Get free cloud instance:

  1. Sign up at Zilliz Cloud
  2. Create a new cluster (free tier available)
  3. Get credentials from cluster details page

Supported Datasets

RAG-HAR is implemented for the following publicly available HAR datasets:

Dataset # Activities / Gestures Sensors Download
PAMAP2 12 activities 3 IMUs placed on hand, chest, and ankle UCI Repository
MHEALTH 12 activities 3 IMUs placed on arm, ankle, and chest UCI Repository
USC-HAD 12 activities Accelerometer and gyroscope USC
HHAR 6 activities Accelerometer and gyroscope (smartphones & smartwatches) UCI Repository
GOTOV 16 activities 3 accelerometers placed on hand, chest, and ankle 4TUResearch Data
Skoda 10 gestures 20 accelerometers attached to worker’s arms Data Repository

Note: Download the datasets and update the data_source paths in the corresponding config files (datasets/*.yaml).


Overview

This pipeline processes sensor data through four stages to enable RAG-based activity classification:

Raw Sensor Data (CSV)
    ↓
[Stage 1] Preprocessing → CSV Windows
    ↓
[Stage 2] Feature Extraction → descriptions/
    ↓
[Stage 3] Vector Indexing → Vector Database
    ↓
[Stage 4] Classification → Predictions + Evaluation

Quick Start

Note: The following instructions use PAMAP2 as an example. For other datasets, simply change the config file path (e.g., --config datasets/mhealth_config.yaml).

1. Install Dependencies

pip install -r requirements.txt

2. Set Environment Variables

export OPENAI_API_KEY="sk-your-key-here"
export ZILLIZ_CLOUD_URI="https://your-cluster.api.gcp-us-west1.zillizcloud.com"
export ZILLIZ_CLOUD_API_KEY="your-token-here"

3. Download Dataset

Download PAMAP2 from UCI Repository and update the data path in datasets/pamap2_config.yaml.

4. Run Pipeline Stages

Each stage is run independently using its own script.


Stage 1: Preprocessing

Purpose: Dataset-specific preprocessing - each dataset implements its own logic.
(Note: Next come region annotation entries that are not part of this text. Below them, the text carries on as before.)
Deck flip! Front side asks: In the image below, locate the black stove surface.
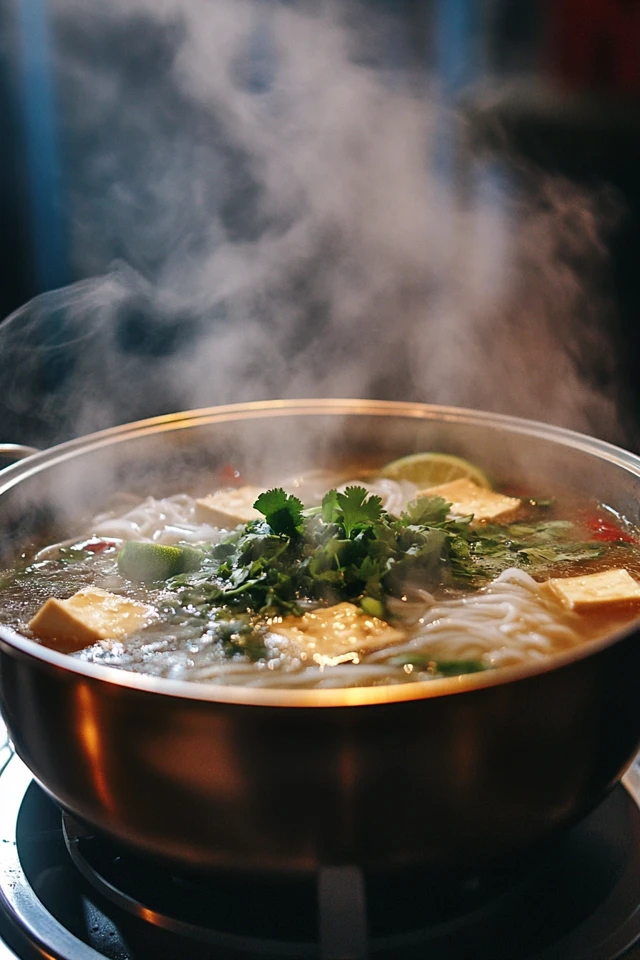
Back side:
[0,720,640,960]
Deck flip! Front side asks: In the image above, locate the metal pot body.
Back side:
[0,401,640,871]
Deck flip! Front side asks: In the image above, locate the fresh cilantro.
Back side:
[162,486,612,617]
[253,487,304,537]
[332,487,382,537]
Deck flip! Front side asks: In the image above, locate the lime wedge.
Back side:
[380,451,491,490]
[118,540,203,582]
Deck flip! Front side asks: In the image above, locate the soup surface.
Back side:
[0,455,640,687]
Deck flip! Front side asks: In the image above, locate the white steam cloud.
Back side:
[0,0,624,441]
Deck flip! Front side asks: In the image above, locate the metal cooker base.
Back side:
[0,747,640,960]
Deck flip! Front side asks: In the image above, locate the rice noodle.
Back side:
[91,493,223,545]
[56,484,604,688]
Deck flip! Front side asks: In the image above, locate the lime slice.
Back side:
[118,540,203,582]
[380,451,491,490]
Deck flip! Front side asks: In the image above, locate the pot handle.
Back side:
[0,443,40,469]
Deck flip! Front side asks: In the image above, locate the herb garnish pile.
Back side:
[167,486,609,618]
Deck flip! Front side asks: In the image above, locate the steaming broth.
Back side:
[0,472,640,687]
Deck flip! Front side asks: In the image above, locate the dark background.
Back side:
[0,0,640,447]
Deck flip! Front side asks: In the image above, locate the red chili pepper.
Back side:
[218,463,243,486]
[586,516,636,543]
[83,540,117,553]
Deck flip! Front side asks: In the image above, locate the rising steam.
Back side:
[0,0,624,440]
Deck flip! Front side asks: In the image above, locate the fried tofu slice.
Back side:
[29,587,157,653]
[547,569,640,613]
[417,477,520,520]
[270,603,405,666]
[196,486,262,529]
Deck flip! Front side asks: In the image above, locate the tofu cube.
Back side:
[29,587,157,653]
[267,603,406,666]
[196,486,262,529]
[417,477,520,520]
[547,569,640,612]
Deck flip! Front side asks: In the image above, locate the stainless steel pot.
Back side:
[0,400,640,870]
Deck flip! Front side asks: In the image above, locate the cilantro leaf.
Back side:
[253,487,304,537]
[336,487,382,537]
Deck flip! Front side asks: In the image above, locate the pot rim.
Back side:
[0,398,640,707]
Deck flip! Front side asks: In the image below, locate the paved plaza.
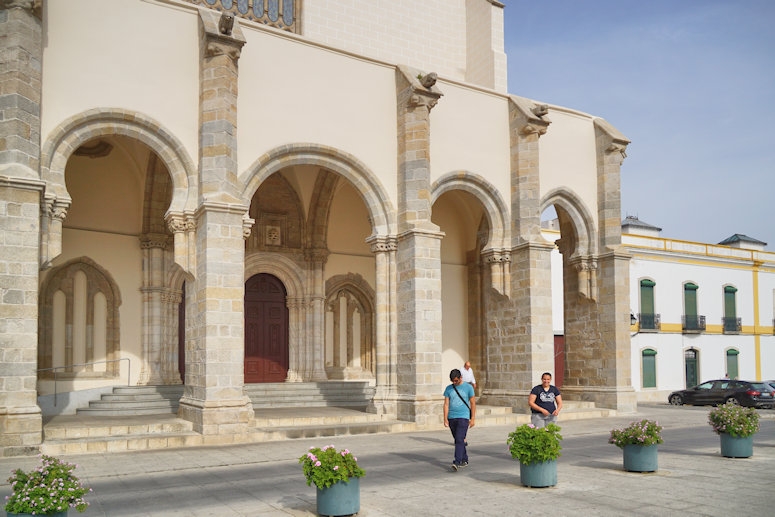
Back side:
[0,405,775,517]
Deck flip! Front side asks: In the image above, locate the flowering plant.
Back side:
[506,424,562,465]
[608,418,665,449]
[299,445,366,488]
[708,402,759,438]
[5,454,91,515]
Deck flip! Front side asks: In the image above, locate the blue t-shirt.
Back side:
[530,384,561,414]
[444,382,474,420]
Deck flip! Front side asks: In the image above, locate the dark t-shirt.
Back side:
[530,384,561,414]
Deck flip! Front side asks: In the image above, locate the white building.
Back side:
[545,216,775,402]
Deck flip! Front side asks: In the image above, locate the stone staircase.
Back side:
[41,381,616,455]
[76,385,183,416]
[245,381,376,409]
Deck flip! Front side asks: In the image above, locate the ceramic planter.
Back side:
[317,478,361,517]
[622,445,657,472]
[719,433,753,458]
[519,460,557,488]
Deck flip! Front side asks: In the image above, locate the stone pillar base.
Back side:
[366,386,398,419]
[560,386,638,413]
[396,395,444,428]
[476,389,532,413]
[178,397,255,435]
[0,406,43,457]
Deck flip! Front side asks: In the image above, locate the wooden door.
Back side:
[245,273,288,383]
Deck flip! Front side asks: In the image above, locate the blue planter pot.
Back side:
[719,433,753,458]
[317,478,361,516]
[622,445,658,472]
[519,460,557,488]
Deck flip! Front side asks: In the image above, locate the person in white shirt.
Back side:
[460,361,476,389]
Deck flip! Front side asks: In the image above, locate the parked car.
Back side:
[667,379,775,408]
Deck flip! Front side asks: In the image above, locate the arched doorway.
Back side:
[245,273,288,384]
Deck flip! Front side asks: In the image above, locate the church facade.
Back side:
[0,0,636,455]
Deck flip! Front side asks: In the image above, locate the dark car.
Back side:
[667,379,775,408]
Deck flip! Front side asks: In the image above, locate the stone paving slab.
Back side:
[0,405,775,517]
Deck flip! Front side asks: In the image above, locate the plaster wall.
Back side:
[538,106,597,215]
[301,0,466,80]
[41,0,199,158]
[237,26,397,202]
[430,81,510,197]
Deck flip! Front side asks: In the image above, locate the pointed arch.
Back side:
[239,143,396,236]
[431,170,509,251]
[40,108,198,213]
[541,188,598,257]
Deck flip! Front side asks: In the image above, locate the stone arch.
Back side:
[239,144,396,236]
[245,252,307,298]
[40,108,198,213]
[38,257,121,376]
[431,171,509,251]
[326,273,376,379]
[541,189,597,257]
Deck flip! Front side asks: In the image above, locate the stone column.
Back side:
[0,0,45,456]
[305,248,328,381]
[396,67,446,426]
[178,9,254,435]
[178,203,253,435]
[160,288,183,384]
[587,119,637,413]
[481,97,554,407]
[137,235,171,386]
[367,237,396,415]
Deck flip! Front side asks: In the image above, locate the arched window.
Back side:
[38,257,121,377]
[638,278,659,330]
[723,285,742,334]
[683,282,705,333]
[641,348,657,388]
[727,348,740,379]
[684,348,700,388]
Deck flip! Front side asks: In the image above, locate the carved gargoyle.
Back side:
[218,13,234,36]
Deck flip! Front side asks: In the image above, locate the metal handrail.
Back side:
[38,357,132,407]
Script: preprocessing.py (wrapper that calls provider's preprocess())

Command:

python preprocessing.py --config datasets/pamap2_config.yaml

Parameters:

  • --config: Path to dataset configuration YAML file

Auto-generated paths:

  • Output directory: output/{dataset_name}/windows/

How it works:

  • The script calls provider.preprocess(output_dir)
  • Each dataset provider implements its own preprocess() method
  • Providers can use the Preprocessor utility class or implement completely custom logic

Outputs:

All datasets follow this standardized structure:

output/{dataset_name}/train-test-splits/
├── train/
│   ├── {activity_name}/
│   │   ├── subject{idx}_window{idx}_activity{idx}_{activity_label}.csv
│   │   ├── subject{idx}_window{idx}_activity{idx}_{activity_label}.csv
│   │   └── ...
│   └── {another_activity}/
│       └── ...
└── test/
    ├── {activity_name}/
    │   └── ...
    └── ...

File naming convention:

  • Pattern: subject{idx}_window{idx}_activity{idx}_{activity_label}.csv
  • Example: subject101_window0000_activity1_walking.csv

What it does:

  1. Loads raw CSV files via DatasetProvider
  2. Applies dataset-specific preprocessing (normalization, filtering, etc.)
  3. Segments into overlapping windows (e.g., 200 samples with 50% overlap)
  4. Splits into train/test sets
  5. Organizes windows into activity-based folders following the standardized structure

Stage 2: Feature Extraction

Purpose: Calculate statistical features for each window and generate human-readable descriptions.

Script: generate_stats.py

Command:

python generate_stats.py --config datasets/pamap2_config.yaml

Parameters:

  • --config: Path to dataset configuration YAML file

Auto-generated paths:

  • Train Input: output/{dataset_name}/train-test-splits/train/
  • Test Input: output/{dataset_name}/train-test-splits/test/
  • Train Output: output/{dataset_name}/features/train/
  • Test Output: output/{dataset_name}/features/test/

Outputs:

output/{dataset_name}/features/
├── train/
│   └── descriptions/
│       ├── window_{idx}_activity_{activity_label}_stats.txt
│       ├── window_{idx}_activity_{activity_label}_stats.txt
│       └── ...
└── test/
    └── descriptions/
        └── ...

Feature file naming:

  • Pattern: window_{idx}_activity_{activity_label}_stats.txt
  • Example: window_0_activity_walking_stats.txt

What it does:

  1. For each window CSV, calculates statistical features (mean, std, min, max, median, etc.)
  2. Computes features per sensor axis (x, y, z)
  3. Segments window into temporal parts (whole, start, mid, end) for richer features
  4. Generates human-readable text descriptions of the features

Dataset-Specific Feature Extraction: Each dataset specific implementation knows how to extract features from its own column structure:

  • HAR Demo: Handled by providers/har_demo/features.py (extracts from accel_x, gyro_y, mag_z)
  • Your dataset: Create providers/your_dataset/features.py with your column names

Stage 3: Vector Database Indexing

Purpose: Create embeddings from feature descriptions and index them into a vector database.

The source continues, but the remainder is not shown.